Phthalate esters affect maturation and function of primate testis tissue ectopically grafted in mice

•Phthalate esters can leach from plastic products leading to environmental exposure.•In fetal rats phthalate exposure causes abnormal development of the male reproductive tract.•Development of immature primate testis exposed to phthalates was studied after xenografting to mouse hosts.•Long term exposure to phthalates reduced steroidogenic gene expression in a dosage and time dependent manner.•Exposure to phthalates affected Sertoli cell number and germ cell differentiation in a dosage and time dependent manner.•The developing primate testis is sensitive to phthalates at levels relevant to human exposure.
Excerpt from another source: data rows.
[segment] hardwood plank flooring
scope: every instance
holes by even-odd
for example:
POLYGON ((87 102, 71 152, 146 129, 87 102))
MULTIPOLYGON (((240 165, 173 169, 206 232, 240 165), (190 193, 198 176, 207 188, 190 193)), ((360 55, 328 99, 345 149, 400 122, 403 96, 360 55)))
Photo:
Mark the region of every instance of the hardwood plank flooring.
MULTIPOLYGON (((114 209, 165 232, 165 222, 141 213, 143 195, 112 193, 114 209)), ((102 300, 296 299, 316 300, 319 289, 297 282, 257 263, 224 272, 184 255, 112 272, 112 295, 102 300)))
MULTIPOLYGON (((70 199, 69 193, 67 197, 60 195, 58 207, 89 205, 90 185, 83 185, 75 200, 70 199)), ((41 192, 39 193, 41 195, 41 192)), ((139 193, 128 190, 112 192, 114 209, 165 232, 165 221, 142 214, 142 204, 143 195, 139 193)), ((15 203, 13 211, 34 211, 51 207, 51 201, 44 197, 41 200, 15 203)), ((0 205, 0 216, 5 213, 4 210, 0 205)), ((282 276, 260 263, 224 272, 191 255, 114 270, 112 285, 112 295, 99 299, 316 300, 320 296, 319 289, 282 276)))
Di-n-Butyl (DBP) and Di-(2-EthylHexyl) (DEHP) phthalates can leach from daily-use products resulting in environmental exposure. In male rodents, phthalate exposure results in reproductive effects. To evaluate effects on the immature primate testis, testis fragments from 6-month-old rhesus macaques were grafted subcutaneously to immune-deficient mice, which were exposed to 0, 10, or 500 mg/kg of DBP or DEHP for 14 weeks or 28 weeks (DBP only). DBP exposure reduced the expression of key steroidogenic genes, indicating that Leydig cell function was compromised. Exposure to 500 mg/kg impaired tubule formation and germ cell differentiation and reduced numbers of spermatogonia. Exposure to 10 mg/kg did not affect development, but reduced Sertoli cell number and resulted in increased expression of inhibin B. Exposure to DEHP for 14 week also affected steroidogenic genes expression. Therefore, long-term exposure to phthalate esters affected development and function of the primate testis in a time and dosage dependent manner.